小柄な女性スタッフが、まるで朝青龍の張り手ばりの勢いで羽毛田をドアの外に突き飛ばした!


「痛ぇじゃねぇか!バカヤロウ~!こんなところ二度と来ねぇぞ!いいのかっ!」

「二度と来るなっ!」


バタン!!!


「クソッ!」


羽毛田だって、好きでこの頭になった訳ではない。そういうDNAのもとに生まれてきたのだから、仕方が無いではないか……

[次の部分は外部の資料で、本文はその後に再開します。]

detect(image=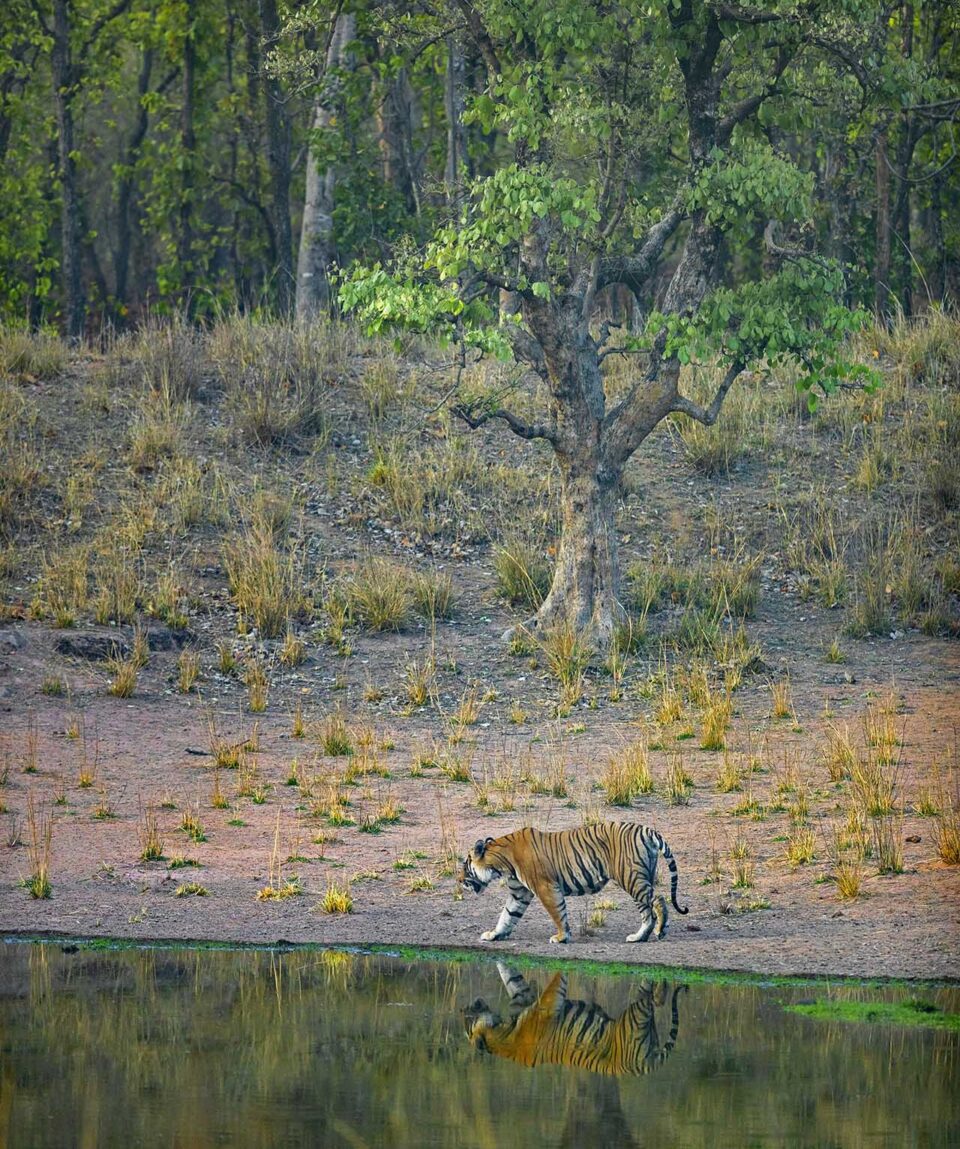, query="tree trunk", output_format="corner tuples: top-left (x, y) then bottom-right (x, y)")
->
(296, 13), (355, 319)
(51, 0), (85, 340)
(443, 36), (470, 203)
(114, 47), (154, 314)
(177, 28), (196, 310)
(376, 68), (420, 215)
(260, 0), (294, 316)
(874, 131), (890, 323)
(528, 448), (626, 649)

「バカにしやがって……あんなこじゃれた美容院なんかに行くんじゃなかった……」


というか…髭ぐらい自分で手入れすれば良いと思うのだが……

羽毛田が次に向かったのは、赤と青の捻れた模様がくるくると回る看板の、昔ながらの理髪店だった。ドアのガラス越しに中を見ると、パンチパーマの店主がニッコリと微笑みを投げかけてきた。


「ここは髭だけでもやってくれるのか?」


さっきみたいのはゴメンだ……羽毛田は、理髪店のドアから顔だけ覗かせて最初に確認をした。


「結構ですよ。どうぞこちらへ」


愛想の良い店主は、快く引き受けてくれた。幸いな事に、ちょうど今の時間は空いていて、羽毛田は順番を待つ事もなく、髭の手入れを始めてもらった。


「まったくよぉ~!聞いてくれよオヤジ!」


髭の手入れをしてもらいながら新聞を読んでいた羽毛田は、思い出した様に理髪店の店主に向かって、先程の美容院の対応を愚痴り始めた。


「理髪店と美容院は違いますからね……」


その話を聞きながら、店主は鏡に映った羽毛田の頭を見て、美容院は制度上…髭のみの手入れが難しい旨を説明してくれた。そのうえで、毛髪に悩む羽毛田に、こんなアドバイスもしてくれた。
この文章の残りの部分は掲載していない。